From March 2017:
“…mestizo and mestizaje…are doubly hybrid. On the one hand they house an empirical hybridity, built upon eighteenth and nineteenth century racial taxonomies and according to which ‘mestizos’ are non-indigenous individuals, the result of biological or cultural mixtures. Yet, mestizos’ genealogy starts earlier, when ‘mixture’ denoted transgression of the rule of faith, and its statutes of purity. Within this taxonomic regime mestizos could be, at the same time, indigenous.

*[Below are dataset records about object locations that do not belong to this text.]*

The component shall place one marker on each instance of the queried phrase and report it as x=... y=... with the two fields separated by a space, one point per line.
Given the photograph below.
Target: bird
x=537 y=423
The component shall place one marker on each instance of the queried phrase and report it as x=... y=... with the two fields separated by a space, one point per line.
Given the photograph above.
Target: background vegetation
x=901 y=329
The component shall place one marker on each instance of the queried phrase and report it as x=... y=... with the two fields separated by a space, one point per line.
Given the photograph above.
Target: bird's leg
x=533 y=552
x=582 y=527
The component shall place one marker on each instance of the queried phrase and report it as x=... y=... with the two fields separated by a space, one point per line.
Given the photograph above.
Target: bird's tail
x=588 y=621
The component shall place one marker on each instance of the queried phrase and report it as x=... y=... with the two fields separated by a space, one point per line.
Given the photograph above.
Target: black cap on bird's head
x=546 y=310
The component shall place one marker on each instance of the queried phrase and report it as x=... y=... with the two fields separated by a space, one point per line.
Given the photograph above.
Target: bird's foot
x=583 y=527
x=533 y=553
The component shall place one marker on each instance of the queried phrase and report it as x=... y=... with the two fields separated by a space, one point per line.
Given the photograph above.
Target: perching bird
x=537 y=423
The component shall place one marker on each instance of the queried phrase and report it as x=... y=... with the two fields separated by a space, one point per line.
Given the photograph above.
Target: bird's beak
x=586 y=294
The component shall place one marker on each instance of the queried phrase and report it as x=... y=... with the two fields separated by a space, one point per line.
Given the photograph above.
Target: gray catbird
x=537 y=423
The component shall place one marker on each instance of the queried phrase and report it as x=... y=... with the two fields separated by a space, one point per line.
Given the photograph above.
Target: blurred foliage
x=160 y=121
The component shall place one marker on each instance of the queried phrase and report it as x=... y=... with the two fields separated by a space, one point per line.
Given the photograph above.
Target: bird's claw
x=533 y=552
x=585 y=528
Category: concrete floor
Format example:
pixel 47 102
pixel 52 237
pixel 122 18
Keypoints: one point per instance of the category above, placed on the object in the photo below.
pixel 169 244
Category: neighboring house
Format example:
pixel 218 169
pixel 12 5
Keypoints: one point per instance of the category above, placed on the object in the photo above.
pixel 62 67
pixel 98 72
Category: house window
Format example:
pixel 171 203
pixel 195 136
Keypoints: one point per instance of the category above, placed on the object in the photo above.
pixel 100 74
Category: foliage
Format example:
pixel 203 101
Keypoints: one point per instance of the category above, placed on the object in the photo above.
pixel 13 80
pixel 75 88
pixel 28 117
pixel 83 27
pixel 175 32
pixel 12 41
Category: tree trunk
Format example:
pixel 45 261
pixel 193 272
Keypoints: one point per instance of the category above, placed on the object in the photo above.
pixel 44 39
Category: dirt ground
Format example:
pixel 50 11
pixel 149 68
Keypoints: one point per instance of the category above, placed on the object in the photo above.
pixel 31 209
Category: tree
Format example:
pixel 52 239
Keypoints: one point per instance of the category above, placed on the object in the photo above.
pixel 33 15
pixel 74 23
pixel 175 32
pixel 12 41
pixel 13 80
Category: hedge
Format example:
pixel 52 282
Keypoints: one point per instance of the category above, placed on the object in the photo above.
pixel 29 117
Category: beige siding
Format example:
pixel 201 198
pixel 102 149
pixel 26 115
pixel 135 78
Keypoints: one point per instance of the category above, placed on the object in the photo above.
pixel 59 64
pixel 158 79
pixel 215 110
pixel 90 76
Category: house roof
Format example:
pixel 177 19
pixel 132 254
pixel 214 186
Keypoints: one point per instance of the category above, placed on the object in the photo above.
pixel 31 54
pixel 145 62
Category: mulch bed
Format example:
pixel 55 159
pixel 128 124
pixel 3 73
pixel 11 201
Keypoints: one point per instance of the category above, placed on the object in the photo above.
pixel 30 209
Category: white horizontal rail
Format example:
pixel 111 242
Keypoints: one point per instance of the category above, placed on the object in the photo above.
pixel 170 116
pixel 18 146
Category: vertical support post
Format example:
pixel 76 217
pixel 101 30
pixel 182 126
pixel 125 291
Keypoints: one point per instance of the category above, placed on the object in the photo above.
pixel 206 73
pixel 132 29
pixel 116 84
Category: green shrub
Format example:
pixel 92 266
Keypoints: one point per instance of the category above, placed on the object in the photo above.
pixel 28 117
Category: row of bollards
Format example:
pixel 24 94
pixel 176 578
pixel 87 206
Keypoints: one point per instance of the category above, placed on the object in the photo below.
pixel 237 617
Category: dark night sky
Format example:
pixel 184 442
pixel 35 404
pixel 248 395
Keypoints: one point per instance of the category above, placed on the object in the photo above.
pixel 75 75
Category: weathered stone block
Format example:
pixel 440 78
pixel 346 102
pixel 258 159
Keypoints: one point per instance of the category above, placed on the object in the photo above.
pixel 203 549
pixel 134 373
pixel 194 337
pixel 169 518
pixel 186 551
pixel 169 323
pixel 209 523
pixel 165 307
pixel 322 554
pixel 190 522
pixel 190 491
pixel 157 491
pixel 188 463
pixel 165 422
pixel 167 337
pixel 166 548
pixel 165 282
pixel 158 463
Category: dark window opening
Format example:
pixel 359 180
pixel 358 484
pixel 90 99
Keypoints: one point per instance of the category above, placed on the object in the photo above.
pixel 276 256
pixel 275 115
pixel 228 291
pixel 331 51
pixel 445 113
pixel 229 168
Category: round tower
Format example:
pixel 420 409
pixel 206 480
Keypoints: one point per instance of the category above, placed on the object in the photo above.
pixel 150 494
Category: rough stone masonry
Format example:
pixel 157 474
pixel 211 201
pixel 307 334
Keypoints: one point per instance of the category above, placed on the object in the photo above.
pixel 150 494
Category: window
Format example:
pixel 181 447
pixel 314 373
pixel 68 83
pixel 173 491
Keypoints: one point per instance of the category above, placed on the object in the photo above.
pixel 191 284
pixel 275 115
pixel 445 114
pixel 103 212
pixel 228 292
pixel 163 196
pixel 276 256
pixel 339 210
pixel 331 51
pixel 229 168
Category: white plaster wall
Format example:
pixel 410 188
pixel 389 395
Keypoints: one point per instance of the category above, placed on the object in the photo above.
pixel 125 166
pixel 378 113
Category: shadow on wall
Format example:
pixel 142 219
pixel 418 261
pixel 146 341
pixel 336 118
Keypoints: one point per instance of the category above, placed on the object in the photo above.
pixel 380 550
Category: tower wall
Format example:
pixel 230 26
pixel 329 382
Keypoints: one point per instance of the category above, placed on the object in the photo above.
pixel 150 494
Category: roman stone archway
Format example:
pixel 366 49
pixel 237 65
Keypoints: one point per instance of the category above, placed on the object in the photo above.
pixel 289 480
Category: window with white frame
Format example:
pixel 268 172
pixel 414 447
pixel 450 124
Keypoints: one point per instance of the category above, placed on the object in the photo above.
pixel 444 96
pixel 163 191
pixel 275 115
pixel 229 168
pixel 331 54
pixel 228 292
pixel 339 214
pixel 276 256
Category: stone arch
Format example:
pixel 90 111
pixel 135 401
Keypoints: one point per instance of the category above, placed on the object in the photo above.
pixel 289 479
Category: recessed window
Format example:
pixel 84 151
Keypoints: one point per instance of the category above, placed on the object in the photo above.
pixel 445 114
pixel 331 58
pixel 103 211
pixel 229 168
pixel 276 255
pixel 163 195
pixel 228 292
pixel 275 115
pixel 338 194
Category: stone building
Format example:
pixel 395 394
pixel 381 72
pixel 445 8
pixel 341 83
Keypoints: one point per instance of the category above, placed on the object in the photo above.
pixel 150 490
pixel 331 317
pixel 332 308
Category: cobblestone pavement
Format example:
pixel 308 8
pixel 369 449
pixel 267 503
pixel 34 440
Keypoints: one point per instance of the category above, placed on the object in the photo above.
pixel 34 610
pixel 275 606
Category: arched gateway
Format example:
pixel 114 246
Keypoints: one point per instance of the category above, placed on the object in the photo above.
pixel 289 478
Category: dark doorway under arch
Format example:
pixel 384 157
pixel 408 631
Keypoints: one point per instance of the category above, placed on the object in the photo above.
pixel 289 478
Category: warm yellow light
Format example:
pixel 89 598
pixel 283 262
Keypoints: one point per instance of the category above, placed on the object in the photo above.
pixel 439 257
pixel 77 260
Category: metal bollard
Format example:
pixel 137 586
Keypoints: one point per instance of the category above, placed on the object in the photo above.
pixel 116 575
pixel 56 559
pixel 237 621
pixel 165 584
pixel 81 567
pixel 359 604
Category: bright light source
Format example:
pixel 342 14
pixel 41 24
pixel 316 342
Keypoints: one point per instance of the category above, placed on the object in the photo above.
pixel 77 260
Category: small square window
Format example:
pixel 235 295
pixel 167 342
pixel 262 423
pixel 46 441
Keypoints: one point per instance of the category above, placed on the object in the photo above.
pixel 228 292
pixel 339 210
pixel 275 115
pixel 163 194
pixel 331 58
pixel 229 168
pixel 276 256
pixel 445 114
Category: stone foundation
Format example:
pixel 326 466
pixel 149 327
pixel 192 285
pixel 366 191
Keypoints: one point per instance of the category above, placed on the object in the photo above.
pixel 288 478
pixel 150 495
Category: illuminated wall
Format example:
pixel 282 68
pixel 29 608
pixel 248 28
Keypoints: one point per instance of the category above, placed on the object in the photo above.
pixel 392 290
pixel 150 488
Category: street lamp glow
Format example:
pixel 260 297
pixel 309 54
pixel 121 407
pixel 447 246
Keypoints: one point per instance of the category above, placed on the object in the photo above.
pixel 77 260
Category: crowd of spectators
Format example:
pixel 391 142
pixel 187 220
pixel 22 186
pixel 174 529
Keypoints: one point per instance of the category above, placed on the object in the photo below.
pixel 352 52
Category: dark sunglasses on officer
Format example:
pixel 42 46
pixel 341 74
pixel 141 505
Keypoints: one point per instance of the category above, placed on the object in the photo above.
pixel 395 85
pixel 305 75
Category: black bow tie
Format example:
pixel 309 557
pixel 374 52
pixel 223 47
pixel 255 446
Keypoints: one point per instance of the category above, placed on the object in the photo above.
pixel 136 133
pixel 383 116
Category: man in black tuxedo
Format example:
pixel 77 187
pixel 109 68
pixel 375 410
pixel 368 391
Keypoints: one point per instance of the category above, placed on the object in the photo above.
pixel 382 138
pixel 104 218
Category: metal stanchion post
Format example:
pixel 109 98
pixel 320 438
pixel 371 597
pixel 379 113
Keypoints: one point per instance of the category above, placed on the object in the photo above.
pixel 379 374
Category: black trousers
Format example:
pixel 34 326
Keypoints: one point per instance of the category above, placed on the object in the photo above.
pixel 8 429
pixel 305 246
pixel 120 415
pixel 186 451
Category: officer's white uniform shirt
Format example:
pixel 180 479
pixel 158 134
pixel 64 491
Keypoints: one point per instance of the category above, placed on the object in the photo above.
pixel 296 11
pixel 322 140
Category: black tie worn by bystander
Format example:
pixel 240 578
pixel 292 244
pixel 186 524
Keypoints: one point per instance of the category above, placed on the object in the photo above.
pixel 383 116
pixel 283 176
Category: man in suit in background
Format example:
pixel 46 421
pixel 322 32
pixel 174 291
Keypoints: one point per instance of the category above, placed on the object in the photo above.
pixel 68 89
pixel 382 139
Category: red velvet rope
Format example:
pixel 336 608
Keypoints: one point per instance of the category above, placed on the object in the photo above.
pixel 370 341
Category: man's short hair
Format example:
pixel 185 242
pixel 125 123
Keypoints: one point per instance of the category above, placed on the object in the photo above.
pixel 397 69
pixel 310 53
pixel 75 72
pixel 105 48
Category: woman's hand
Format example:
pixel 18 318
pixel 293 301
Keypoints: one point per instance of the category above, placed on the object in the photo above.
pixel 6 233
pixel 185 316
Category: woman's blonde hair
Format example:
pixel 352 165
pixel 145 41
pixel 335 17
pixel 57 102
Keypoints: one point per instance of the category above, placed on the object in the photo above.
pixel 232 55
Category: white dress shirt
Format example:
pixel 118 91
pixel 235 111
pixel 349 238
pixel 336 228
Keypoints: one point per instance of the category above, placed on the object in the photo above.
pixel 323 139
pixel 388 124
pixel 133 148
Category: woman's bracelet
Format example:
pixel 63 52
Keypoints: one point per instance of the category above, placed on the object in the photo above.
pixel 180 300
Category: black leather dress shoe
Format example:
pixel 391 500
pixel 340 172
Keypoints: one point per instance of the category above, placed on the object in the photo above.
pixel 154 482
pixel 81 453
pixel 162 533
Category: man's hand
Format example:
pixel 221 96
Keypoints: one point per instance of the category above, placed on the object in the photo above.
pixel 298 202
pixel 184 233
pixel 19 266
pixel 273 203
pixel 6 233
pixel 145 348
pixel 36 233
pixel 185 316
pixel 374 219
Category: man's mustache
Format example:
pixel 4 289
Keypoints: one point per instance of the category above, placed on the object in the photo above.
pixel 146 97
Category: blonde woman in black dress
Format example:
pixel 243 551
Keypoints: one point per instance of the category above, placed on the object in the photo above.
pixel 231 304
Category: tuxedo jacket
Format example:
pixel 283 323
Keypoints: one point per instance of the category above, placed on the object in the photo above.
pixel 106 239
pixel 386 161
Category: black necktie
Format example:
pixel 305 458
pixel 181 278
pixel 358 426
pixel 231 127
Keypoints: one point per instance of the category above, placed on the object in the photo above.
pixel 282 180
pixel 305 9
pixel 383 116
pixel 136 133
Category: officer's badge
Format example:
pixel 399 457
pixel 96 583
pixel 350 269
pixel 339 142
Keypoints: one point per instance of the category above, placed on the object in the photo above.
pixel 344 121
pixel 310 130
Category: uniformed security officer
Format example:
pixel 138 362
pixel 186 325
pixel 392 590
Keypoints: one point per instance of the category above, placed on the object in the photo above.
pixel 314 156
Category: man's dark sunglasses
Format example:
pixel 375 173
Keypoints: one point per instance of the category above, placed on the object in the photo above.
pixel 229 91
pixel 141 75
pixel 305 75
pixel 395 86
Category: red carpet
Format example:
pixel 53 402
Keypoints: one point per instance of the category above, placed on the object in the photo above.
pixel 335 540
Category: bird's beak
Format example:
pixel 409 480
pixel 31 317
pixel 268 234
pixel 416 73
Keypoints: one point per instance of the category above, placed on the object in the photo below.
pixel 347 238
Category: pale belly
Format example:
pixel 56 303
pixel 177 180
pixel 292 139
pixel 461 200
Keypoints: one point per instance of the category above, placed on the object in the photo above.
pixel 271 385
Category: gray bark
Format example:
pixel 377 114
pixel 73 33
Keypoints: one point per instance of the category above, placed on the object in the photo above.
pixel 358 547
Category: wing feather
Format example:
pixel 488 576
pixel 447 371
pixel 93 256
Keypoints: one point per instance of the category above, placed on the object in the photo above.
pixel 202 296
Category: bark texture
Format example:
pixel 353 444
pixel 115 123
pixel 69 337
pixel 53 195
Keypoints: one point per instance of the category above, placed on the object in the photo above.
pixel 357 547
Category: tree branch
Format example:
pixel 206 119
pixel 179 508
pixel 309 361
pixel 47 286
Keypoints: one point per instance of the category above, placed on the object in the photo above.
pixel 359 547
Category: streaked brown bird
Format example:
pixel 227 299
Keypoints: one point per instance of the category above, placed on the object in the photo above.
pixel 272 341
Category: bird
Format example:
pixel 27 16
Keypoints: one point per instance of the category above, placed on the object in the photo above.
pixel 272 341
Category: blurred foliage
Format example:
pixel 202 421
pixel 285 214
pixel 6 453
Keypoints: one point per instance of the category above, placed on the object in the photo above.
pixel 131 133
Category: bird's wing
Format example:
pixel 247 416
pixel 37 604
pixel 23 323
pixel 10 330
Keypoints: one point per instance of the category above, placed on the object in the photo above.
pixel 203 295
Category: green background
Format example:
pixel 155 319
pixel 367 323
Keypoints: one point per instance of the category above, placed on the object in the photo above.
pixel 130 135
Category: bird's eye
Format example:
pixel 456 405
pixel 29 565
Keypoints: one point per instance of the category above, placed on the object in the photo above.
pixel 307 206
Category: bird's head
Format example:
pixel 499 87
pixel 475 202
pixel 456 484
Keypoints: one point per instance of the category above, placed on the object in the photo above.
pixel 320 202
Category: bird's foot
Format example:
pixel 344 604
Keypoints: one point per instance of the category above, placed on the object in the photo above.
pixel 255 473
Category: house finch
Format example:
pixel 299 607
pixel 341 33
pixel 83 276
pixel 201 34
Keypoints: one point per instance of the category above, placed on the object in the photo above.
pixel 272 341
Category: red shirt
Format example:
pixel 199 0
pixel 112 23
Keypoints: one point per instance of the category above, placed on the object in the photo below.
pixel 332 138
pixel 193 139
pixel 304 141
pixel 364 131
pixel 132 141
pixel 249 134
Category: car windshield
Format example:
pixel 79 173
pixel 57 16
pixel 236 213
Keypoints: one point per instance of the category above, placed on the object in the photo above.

Apparently dominant, racial theories sustained by scientific knowledge mixed with, (rather than cancel) previous faith based racial taxonomies. ‘Mestizo’ thus houses a conceptual hybridity – the mixture of two classificatory regimes – which reveals subordinate alternatives for mestizo subject positions, including forms of indigeneity.”
—de la Cadena 2005
Y sí, and that is what the talk the other day did not address, and it is key for my piece on Isaacs: there is racial and religious mestizaje that stand in for each other. THIS is a good insight, I do think. (About mestizaje itself, the other way in which the word or concept “means in two accents” is that it is deployed in both oppressive and utopian or liberating ways.)
Also: Kraniauskas, hybridity and traces of capital, and that article on comparative hybridities.
Axé.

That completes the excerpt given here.